Pouring a predetermined amount of pistachio to said cauldron,

Mixing said amount of pistachio with said added sponge to said hardened and evaporated composition.

The temperature for the composition before adding the sponge decrease to 60 degrees.

After mixing the pistachio with said composition, the result product characterized as Nougaz, is transferred to a unit forming system, wherein said Nougaz is placed on flat mould steel and kept in a cold temperature for a long time.

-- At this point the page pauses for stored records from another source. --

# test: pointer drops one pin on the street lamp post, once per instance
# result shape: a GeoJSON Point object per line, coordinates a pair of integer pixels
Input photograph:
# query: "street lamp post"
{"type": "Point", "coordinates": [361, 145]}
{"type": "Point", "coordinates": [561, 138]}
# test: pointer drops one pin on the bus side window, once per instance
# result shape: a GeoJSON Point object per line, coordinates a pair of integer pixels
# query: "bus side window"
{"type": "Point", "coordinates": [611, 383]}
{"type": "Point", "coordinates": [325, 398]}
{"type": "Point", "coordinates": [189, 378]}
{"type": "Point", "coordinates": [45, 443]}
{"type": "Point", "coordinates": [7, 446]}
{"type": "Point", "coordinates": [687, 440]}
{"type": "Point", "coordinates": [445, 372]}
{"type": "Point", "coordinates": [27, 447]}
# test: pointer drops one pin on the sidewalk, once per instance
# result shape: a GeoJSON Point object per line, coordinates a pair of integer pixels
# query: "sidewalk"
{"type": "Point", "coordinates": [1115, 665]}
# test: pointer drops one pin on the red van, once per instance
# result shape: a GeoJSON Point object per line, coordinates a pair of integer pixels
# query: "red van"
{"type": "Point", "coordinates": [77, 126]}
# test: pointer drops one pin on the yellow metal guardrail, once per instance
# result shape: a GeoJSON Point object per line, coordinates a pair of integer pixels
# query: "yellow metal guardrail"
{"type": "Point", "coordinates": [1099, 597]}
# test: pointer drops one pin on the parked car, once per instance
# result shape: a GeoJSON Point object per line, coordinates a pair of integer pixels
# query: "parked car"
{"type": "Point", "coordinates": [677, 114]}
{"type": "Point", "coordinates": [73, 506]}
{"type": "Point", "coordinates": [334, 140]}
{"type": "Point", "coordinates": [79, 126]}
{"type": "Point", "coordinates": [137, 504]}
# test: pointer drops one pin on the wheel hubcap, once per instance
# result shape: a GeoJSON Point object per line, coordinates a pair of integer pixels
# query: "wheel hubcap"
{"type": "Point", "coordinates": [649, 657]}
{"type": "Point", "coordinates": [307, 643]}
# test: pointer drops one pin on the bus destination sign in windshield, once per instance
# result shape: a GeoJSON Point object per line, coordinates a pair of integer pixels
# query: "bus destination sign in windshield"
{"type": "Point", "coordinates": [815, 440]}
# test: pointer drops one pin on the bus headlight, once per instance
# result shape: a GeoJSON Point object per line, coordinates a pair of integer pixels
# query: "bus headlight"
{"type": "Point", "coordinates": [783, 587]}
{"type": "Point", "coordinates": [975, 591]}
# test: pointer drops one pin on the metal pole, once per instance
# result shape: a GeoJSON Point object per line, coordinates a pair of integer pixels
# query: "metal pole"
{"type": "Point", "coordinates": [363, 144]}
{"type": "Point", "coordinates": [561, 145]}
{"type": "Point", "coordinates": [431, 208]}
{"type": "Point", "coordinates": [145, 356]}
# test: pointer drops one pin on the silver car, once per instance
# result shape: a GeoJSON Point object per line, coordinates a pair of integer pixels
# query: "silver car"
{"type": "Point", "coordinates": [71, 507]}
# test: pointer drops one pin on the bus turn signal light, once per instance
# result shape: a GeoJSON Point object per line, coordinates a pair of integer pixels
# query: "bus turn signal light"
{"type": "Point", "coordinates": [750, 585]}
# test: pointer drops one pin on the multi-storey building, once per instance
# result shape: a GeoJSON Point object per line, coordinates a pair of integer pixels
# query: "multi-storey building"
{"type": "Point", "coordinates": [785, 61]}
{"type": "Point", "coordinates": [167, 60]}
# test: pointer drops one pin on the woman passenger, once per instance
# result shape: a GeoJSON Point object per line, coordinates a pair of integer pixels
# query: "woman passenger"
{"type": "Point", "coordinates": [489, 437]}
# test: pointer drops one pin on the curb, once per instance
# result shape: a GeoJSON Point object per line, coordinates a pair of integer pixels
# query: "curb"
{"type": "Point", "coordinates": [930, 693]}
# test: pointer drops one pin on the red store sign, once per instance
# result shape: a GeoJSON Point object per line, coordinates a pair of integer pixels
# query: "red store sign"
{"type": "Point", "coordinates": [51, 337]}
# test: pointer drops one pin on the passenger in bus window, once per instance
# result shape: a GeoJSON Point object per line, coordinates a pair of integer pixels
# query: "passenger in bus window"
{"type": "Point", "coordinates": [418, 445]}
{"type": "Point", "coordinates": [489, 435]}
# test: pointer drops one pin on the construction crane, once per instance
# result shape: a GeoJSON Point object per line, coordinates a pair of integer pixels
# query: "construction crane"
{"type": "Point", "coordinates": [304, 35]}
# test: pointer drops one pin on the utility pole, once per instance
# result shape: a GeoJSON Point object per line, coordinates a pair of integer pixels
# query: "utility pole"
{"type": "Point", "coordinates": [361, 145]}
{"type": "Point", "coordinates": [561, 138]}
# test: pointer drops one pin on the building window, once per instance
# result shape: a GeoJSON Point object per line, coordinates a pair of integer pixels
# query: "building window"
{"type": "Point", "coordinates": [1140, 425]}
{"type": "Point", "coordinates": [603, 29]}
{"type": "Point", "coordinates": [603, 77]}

After this process, Nougaz being cut to small pieces by cutter-machine and being wrapped. Next, the wrapped Nougaz will be moved to the packing unit.

Although preferred embodiments of the invention have been described in the foregoing Detailed Description, it will be understood that the invention is not limited to the embodiments disclosed, but is capable of numerous rearrangements and modifications of parts and elements without departing from the spirit of the invention. It will be understood that the chemical and/or mechanical details of every design may be slightly different or modified by one of ordinary skill in the art without departing from the teachings of the present invention.